Francis Suarez, the mayor of Miami, disclosed that despite the protracted bear market, he continues to get his pay in bitcoin (BTC), calling the choice an “excellent investment.”
Suarez said that his pay has grown after the change and that the increase resulted from profiting from price swings, given that he gets paid every two weeks in an appearance on CNBC’s Squawk Box program on Jan. 19.
“People have an occasional tendency to believe that you buy it once every two weeks or when the swings are in effect. My wage has increased since I acquired it and began receiving my pay in Bitcoin. Thus it was a wise investment. In my opinion, this discourse regarding Bitcoin has certain issues.”
Francis Suarez, Mayor of Miami.
Francis: be patient with bitcoin
He clarified that the wage increase is not the consequence of trade, however. Suarez also emphasized that since bitcoin and blockchain technologies are still in their infancy, it is essential to exercise patience while using them.
Even though investing in cryptocurrencies was unusual in the past, Suarez’s decision is evidence of the growing mainstream acceptance of these digital assets and their financial possibilities.
A study conducted by Finbold found that the use of cryptocurrencies increased significantly in 2022, despite the continuous bear market.
Interestingly, Suarez received his income in bitcoin because it indicates how institutions and prominent personalities embrace cryptocurrencies.

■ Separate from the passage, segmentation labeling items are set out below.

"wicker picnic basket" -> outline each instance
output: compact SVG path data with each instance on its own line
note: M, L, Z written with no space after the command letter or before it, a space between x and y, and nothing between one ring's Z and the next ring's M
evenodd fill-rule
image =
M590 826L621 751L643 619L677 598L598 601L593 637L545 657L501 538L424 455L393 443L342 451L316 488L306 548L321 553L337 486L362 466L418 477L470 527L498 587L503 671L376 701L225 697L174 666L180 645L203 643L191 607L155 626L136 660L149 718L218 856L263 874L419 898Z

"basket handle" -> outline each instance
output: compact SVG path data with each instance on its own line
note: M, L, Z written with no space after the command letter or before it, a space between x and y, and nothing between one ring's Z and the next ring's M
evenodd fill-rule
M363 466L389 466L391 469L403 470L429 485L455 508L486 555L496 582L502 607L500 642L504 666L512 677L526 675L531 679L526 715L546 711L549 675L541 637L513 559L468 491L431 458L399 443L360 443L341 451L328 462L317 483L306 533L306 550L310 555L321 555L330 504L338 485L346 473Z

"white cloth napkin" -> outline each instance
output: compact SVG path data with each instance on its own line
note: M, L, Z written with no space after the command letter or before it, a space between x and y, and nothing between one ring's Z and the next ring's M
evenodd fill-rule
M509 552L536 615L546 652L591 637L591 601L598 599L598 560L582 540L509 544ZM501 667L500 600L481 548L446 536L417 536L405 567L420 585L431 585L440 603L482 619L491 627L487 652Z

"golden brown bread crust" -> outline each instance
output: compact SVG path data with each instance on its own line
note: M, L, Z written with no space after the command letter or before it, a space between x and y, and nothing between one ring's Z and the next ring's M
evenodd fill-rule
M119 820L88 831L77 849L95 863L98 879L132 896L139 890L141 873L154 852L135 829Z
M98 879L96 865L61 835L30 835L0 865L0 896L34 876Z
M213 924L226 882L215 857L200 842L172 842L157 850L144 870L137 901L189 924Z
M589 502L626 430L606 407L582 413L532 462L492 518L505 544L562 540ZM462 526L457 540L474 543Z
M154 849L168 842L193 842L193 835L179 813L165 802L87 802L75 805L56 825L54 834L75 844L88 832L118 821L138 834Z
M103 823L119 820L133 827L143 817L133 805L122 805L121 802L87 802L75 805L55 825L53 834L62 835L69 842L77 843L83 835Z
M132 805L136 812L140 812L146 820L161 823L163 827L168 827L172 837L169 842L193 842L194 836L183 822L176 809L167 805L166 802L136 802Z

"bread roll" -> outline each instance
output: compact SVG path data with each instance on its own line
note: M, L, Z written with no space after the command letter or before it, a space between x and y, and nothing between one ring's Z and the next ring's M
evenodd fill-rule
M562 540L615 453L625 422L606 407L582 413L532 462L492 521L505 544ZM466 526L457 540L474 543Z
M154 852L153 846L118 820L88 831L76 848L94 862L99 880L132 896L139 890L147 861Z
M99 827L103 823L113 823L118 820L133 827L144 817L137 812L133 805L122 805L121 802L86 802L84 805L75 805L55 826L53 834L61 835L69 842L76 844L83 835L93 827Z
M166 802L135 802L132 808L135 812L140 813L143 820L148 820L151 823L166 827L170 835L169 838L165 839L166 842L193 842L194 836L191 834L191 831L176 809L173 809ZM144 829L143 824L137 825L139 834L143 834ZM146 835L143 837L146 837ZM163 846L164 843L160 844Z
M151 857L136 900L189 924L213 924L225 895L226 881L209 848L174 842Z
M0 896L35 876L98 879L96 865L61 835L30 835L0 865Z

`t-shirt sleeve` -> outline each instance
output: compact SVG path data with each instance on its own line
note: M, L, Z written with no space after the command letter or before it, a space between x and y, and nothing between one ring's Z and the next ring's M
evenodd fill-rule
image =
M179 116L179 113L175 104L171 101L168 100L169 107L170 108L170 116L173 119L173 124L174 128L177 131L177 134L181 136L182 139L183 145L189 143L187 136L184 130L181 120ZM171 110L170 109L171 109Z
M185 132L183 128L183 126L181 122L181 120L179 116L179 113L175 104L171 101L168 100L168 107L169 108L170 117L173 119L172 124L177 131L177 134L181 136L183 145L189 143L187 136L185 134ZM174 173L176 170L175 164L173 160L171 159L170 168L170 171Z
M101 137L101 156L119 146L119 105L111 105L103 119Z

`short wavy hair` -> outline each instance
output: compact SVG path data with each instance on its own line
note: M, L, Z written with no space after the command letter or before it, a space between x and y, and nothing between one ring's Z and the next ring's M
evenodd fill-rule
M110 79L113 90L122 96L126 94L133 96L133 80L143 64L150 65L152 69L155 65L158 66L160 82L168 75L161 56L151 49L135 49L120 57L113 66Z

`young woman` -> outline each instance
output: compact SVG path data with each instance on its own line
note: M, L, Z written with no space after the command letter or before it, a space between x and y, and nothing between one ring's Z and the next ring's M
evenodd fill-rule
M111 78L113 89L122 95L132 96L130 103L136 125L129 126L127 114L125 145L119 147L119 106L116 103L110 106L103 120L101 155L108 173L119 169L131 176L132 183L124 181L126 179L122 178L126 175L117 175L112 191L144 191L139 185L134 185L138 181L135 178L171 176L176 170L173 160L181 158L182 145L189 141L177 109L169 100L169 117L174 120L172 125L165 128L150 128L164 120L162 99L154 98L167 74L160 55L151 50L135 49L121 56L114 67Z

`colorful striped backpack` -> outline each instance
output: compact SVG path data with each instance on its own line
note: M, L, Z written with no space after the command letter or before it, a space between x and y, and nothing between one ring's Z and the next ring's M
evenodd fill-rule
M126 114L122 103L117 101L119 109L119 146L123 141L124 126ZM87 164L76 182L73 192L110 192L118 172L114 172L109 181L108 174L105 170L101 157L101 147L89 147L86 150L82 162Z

Eric Adams, NY’s mayor, bullish on bitcoin
The Mayor of New York City, Eric Adams, also said he would collect his first three salaries in bitcoin to show support for the first cryptocurrency. This announcement was made after Adams stated that he would do so.
It is essential to be aware that the mayor of Miami has been working toward making the city the country’s financial center for digital assets by encouraging the formation of cryptocurrency businesses there.
According to Finbold, Suarez formerly played a significant role in enticing Chinese bitcoin miners to establish businesses in the city after the activity was made illegal in the Asian country.
Because miners prefer to operate in areas with lower electricity costs, the official said he would encourage discussions with power distributors to reduce energy rates.